Allen Hughes and Dr. Dre - The Defiant Ones HBO
Allen Hughes and Dr. DreG L Askew II/HBO

The product of that central trio is a documentary series that occasionally remixes interviews the same way that Dr. Dre and Iovine have done so many times in the booth themselves. When they talk about times when they would slow a recording down, pan a track from the left ear to the right, or crank up the volume at key moments, Hughes follows their lead by doing the same with the interviews themselves.

Hughes is no stranger to filmmaking, having previously directed films in three different decades with his brother Albert and helming 2015’s “Broken City.” But getting all of these individuals to open up about their experiences was a process that he admits was intimidating.

Despite having a record deal with Iovine’s Interscope, Hughes explained that being in the room with the executive for their first interview was a nerve-wracking experience. After a while, Hughes realized that keeping interviewer and subject on equal footing would lead to less tension on both sides of the camera.

“People interview these people and they have a clipboard with questions and a pen and pencil in their hand and that’s very threatening. And I didn’t know that. It feels like you have weapons. All these questions and the artist is left sitting naked. They don’t have a pen and a pad in their hand or a recorder. I like to talk and have a conversation. So once I started dropping that clipboard, that’s when the magic started happening,” Hughes said.

Getting artists like Diddy, Snoop Dogg, and Patti Smith to talk candidly about their experiences with Dre and Iovine meant having a full and complete understanding of what the public already knew. Hughes likened that preparation process to a fishing trip.
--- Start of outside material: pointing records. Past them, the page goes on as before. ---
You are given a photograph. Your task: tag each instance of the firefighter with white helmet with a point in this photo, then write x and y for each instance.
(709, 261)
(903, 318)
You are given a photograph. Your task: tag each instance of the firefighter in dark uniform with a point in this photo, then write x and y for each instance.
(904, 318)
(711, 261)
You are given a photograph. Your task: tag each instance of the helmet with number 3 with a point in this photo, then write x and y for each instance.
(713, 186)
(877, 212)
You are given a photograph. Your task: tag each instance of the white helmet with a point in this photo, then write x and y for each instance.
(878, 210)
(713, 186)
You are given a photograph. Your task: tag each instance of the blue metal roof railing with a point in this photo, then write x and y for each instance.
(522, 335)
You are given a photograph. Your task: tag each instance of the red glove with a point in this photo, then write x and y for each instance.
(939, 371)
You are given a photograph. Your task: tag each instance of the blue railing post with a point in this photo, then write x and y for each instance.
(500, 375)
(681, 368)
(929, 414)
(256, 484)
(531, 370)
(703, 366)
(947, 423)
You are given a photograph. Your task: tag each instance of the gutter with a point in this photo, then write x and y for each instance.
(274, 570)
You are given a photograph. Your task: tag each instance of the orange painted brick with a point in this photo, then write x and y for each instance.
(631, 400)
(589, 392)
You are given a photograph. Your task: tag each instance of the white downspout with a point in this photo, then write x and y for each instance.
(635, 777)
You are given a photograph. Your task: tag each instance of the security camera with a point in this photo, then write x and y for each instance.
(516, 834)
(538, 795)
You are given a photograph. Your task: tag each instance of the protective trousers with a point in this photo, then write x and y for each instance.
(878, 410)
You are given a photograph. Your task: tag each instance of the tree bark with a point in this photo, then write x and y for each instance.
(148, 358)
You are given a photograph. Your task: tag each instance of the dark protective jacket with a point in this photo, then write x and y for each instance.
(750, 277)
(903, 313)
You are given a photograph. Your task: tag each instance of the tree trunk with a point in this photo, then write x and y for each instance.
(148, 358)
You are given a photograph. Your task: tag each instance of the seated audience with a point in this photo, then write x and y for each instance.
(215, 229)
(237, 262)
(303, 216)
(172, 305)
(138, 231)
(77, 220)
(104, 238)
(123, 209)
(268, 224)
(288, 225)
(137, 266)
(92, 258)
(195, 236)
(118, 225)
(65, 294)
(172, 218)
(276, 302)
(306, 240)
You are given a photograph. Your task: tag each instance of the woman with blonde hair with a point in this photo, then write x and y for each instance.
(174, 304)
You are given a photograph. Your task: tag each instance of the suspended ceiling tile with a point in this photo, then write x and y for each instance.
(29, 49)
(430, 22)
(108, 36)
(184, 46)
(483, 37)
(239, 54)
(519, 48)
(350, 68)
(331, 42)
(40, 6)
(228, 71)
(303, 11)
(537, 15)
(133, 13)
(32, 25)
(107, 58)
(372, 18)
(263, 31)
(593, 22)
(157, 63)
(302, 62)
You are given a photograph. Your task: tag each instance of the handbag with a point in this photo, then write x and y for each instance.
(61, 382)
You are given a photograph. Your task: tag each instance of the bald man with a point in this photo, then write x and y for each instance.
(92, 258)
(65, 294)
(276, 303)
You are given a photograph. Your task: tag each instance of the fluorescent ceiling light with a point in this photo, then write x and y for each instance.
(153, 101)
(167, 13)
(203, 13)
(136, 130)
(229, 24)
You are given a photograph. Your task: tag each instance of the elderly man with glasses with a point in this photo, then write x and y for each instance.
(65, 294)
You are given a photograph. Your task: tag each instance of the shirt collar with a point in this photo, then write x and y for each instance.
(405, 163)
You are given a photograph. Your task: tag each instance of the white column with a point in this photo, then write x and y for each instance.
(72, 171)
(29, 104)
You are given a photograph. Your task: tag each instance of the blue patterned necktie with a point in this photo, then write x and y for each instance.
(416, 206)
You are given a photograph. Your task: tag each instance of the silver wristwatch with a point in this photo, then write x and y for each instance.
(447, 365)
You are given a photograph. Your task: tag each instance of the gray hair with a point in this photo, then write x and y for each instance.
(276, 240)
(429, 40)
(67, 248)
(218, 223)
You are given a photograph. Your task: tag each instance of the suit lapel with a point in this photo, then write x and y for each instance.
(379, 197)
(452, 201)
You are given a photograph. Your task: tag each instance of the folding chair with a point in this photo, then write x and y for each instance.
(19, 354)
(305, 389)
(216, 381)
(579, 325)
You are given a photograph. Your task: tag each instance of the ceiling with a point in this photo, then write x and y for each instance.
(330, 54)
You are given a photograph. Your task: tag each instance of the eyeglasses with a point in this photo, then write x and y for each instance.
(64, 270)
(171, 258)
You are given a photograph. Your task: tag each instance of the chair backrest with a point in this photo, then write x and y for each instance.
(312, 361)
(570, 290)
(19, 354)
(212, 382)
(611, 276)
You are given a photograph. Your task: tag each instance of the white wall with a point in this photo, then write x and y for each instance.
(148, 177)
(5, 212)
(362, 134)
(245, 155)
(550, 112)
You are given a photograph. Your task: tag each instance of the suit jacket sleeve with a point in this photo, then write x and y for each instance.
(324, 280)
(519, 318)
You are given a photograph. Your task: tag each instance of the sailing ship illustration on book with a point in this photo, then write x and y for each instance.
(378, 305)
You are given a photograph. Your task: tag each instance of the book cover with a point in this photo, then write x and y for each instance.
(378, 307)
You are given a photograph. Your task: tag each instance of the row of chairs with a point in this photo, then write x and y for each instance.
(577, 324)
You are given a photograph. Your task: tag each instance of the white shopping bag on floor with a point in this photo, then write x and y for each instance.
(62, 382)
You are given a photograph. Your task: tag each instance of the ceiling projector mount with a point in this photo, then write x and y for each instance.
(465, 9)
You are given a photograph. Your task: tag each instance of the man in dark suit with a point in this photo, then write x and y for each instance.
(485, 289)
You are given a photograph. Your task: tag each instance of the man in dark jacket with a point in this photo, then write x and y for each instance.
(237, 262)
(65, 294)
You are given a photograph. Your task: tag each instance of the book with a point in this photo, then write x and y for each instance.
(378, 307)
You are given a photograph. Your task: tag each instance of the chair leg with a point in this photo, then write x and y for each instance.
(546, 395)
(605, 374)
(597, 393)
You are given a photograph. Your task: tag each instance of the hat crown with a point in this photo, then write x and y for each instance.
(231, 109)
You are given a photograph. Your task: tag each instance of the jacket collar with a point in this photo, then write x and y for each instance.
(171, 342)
“I’m a fisherman. We go out in the Sea of Cortez and we’re looking for a 50-pound, 75-pound tuna. We’re good, man. Those are the questions. We want to get that 50 or 75 pound tuna and we’re focused on that. And we prepared for that. When we’re on the boat, we hooked into a 375-pound. Are you, for a second, gonna fish for the 75-pound tuna? You have to have the presence of mind and not be so dogmatic. Some people get really rigid, as far as their questions: ‘This has to be answered.’ It’s like, fuck that 75-pound tuna. We got a 350-pound tuna on the line and this bitch is getting to the boat. Once it gets here, somebody get the goddamn bat and hit in the head very quick. Cause I haven’t heard this one before,” Hughes said.

READ MORE: ‘The Defiant Ones’ Review: HBO’s Addictive Dr. Dre Documentary is a Tribute to Producers as Much as Music

Of all the famous musicians and industry pros that Hughes interviewed, one trend seemed to emerge: Everyone had a Jimmy Iovine impression at the ready.

“will.i.am gets the fucking trophy for the best Jimmy impression. My God, he’s almost like a method actor,” Hughes said.

The fact that everyone had their own individual interpretation only validated one of the series’ best soundbites.

“Bono’s description of him in Part 2: ‘Jimmy’s like a virus — he happens to you, he enters your system uninvited, works all the major organs, works his way up to your brain.’ That quote is Jimmy. A virus that’s good for you. He’s a probiotic,” Hughes said.

“The Defiant Ones” premieres Sunday, July 9 at 9 p.m. on HBO. All four parts will be made available to stream at that time via HBO NOW, HBO Go, and HBO On Demand. It will also air nightly between July 9 – 12.